Tuesday, October 2, 2012

Some thoughts on empathy for the "me, myself and I"


                                          

 When I  think of the things this world might need the most, empathy comes to my mind. Empathy is kind of a gentle power (gentle vs. soft which often means simply getting your way in a nicely-coated fashion)- the power to change how we feel in this world, and how we are with other people.

To me empathy is  for example trying to listen to the other person first before making a judgment, or at least noticing the judgment when it comes, and talking to yourself in a loving way. 

I wonder why sometimes being empathic toward yourself is so hard. It's easy to be over-critical ("I always screw up"), it's no so hard to be sympathetic ("Poor me"). 
But it's not so easy being  a gentle observer of oneself: (''Hmm I am not feeling so great right now, because I did something I didn't like, but maybe there is something I could do about this?")

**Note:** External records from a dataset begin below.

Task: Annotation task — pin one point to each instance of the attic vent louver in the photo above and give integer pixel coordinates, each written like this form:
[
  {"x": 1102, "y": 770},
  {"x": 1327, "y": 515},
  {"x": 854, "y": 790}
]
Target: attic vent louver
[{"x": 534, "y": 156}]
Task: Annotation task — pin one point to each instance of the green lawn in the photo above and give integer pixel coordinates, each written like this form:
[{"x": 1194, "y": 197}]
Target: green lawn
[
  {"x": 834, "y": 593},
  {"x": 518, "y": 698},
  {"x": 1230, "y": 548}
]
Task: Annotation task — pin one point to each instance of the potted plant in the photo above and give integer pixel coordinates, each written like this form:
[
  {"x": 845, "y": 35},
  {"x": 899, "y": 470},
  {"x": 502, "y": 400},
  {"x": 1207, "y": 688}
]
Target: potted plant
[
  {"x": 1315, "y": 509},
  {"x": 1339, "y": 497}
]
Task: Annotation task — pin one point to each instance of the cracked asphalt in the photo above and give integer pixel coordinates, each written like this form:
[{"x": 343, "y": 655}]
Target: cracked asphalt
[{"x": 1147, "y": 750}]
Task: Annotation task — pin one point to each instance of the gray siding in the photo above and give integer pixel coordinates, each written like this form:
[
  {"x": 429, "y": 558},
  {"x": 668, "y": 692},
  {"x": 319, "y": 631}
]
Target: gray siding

This has been puzzling me, because I have been practicing empathy in many ways and I am becoming acutely aware of situations when my "I-need-empathy-alert" goes on. But empathy seems a gentle remedy, and in situations when my inner critic goes wild or my pity party wailing voices sing, I want to be drugged. "Let's pretend it never happened", "It just doesn't make sense"

I have felt the positive effects of self-empathy, it calms and soothes  the "me, myself and I" and makes me look around and ahead. But it takes time to absorb it, to learn to talk to myself this way.

So even though self-empathy can be spontaneous, is always there if I take the effort to switch my thoughts and words, but it's not a quick fix once for all, rather something that is (at least for now)  conscious decision and effort.